I was talking to Melbourne craftivist Rayna Fahey the other day and she mentioned her views on patching of clothes, of which she’s very much in favour of. She said she likes to choose materials of different colours to patch an item, to show it has been patched and thus wear it’s history and it’s story proudly on it’s sleeve. So to speak.
And I thought that was so beautiful, that you can read an object’s history in it’s wear and tear, in it’s patches and mends.
That brings me to Journal 22. The handmade paper I’ve used for the Journals differ in thickness and softness, which is one of the beautiful things about it’s nature – it is handmade, which means each one is different, each page is unique. I was aware of it while sewing the Journals together though, on some of the pages I needed to be very gentle to ensure I didn’t tear through with the thread. On a couple of the Journals, it happened anyway, but that was ok, again, it’s the nature of the handmade that sometimes it’s a little wonky or whatever.
But Journal 22 got a little away from me, clearly. When I picked it up this morning I noticed that the bottom stitches had torn through a couple of the pages and as a result, the bottom of the book was very VERY loose and I was a little worried about it. I had to repair it, that was certain. But I thought back to my conversation with Rayna and decided instead of using white thread to match the original stitching, I would go with black to compliment the colour of the pen used in the Inscription.
So here is Journal 22, fixed, tight and beautiful, proudly wearing the story of it’s creation and life on it’s spine and ready to be Dropped today at the State Library.
Today another Journal arrived in my mail box – Journal 22! I had organised to meet the Inscriber for a proper hand over late last week but a few things intervened and our meeting didn’t eventuate. Instead of attempting to arrange another meeting (both our schedules are pretty hectic!) the Inscriber offered to send it back via post. So currently I have 22 of the 30 Journals back and ready to set free in the CBD starting Thursday!
I’m SO excited!
And yes, today’s Journal is photographed on a pile of the Sharing Ink Journals. I couldn’t help myself!
This morning it was time for one of the last handovers, Journal 22 was to be given to it’s Inscriber.
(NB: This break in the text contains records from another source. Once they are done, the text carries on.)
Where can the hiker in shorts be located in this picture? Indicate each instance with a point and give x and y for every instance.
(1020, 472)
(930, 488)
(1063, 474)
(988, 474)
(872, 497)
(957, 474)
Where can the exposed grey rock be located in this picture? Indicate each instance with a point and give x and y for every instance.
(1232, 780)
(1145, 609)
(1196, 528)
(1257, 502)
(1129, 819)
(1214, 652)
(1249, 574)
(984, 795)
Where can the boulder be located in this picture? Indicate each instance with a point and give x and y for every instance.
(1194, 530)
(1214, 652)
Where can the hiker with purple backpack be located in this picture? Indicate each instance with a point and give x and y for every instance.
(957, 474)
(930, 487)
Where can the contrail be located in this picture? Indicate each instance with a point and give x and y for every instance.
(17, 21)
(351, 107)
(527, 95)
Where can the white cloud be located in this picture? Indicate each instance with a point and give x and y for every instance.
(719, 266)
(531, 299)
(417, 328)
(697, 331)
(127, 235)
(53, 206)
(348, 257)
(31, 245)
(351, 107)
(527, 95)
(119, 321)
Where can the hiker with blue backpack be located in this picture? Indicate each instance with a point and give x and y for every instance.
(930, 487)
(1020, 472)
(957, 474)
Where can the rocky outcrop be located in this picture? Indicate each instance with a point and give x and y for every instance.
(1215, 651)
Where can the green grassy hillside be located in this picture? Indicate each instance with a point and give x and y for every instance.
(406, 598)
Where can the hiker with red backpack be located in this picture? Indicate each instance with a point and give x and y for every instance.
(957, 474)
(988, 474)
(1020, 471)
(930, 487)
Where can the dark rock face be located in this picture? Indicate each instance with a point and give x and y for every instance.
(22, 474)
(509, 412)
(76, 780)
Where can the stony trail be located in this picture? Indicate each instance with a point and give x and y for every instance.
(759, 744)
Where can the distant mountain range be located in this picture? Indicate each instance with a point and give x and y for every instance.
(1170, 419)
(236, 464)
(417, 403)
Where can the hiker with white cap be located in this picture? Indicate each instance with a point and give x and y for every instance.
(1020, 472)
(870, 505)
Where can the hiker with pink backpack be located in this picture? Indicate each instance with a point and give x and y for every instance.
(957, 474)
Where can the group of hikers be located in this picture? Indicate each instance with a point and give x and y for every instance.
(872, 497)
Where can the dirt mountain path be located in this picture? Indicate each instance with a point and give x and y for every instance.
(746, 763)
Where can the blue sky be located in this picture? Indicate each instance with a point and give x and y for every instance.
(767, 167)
Our car broke down yesterday, so I traveled out to the prearranged cafe by public transport. Sort of. By which I mean I got it wrong, got on the wrong train and got off at the wrong station and then had to catch a tram to the right place. Which then appeared not to be the right place and I wandered around a little before stumbling on the cafe down an alley down an alley.
But I arrived in the end only 5 minutes late (how that happened, I’m not quite sure. Maybe I’m better at this public transport lark than I think? Somehow, I’m not sure that’s it) We chatted about radicalism and feminism and baby boomers, our generation and the next one coming. We chatted about class systems and privilege and the opening and closing of schools, all over exceptionally good coffee. Journal 22 was safely handed over and then the hand over was over and we headed back to town. In a much more direct fashion (we found the right train station this time, less than a minute’s walk from the cafe).
Sharing Ink is nothing if not an adventure!